Van den Hoek set a first on 17 July 2001 when she became the first female battalion commander in the Royal Netherlands Army. She commanded the 200th Supply and Transport Battalion at Nunspeet and 't Harde. Promoted to colonel, she later became Director of the Defense Institute for Medical Screening and Selection.

On 1 November 2005 the Dutch State Secretary of Defence Cees van der Knaap promoted Van den Hoek to the rank of brigadier general. This made General Van den Hoek the first female flag officer of the Dutch military. She has been commanding officer of the Army Personnel Department since.

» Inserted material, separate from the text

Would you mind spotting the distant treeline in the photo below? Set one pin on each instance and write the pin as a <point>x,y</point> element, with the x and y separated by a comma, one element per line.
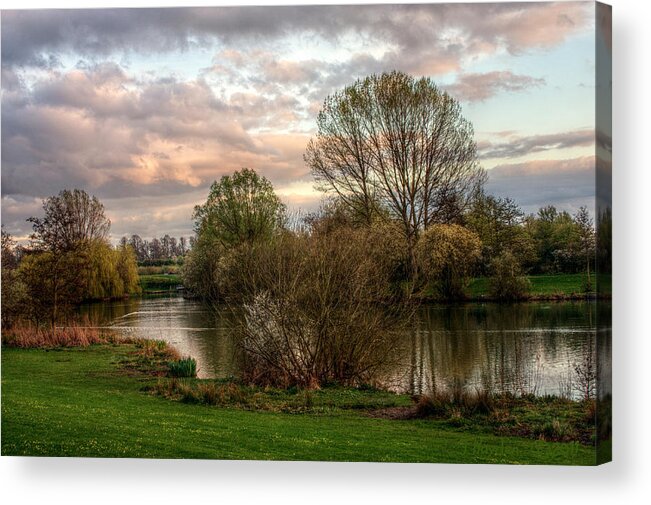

===Outside the military===
Van den Hoek is an enthusiastic athlete. Prior to 2000 she was an avid skydiver; she was part of the Dutch national team and participated in the precision skydiving world championships. She made a total of 1540 jumps before a karting accident in 2000 caused her a whiplash injury. This forced her to give up parachuting. She now plays golf instead.

===Anecdotes===
Upon being promoted battalion commander in 2001, Van den Hoek was interviewed on the radio. When asked whether she, as a woman in the military, was hampered by the glass ceiling, she got slightly irritated and responded "What's a glass ceiling?"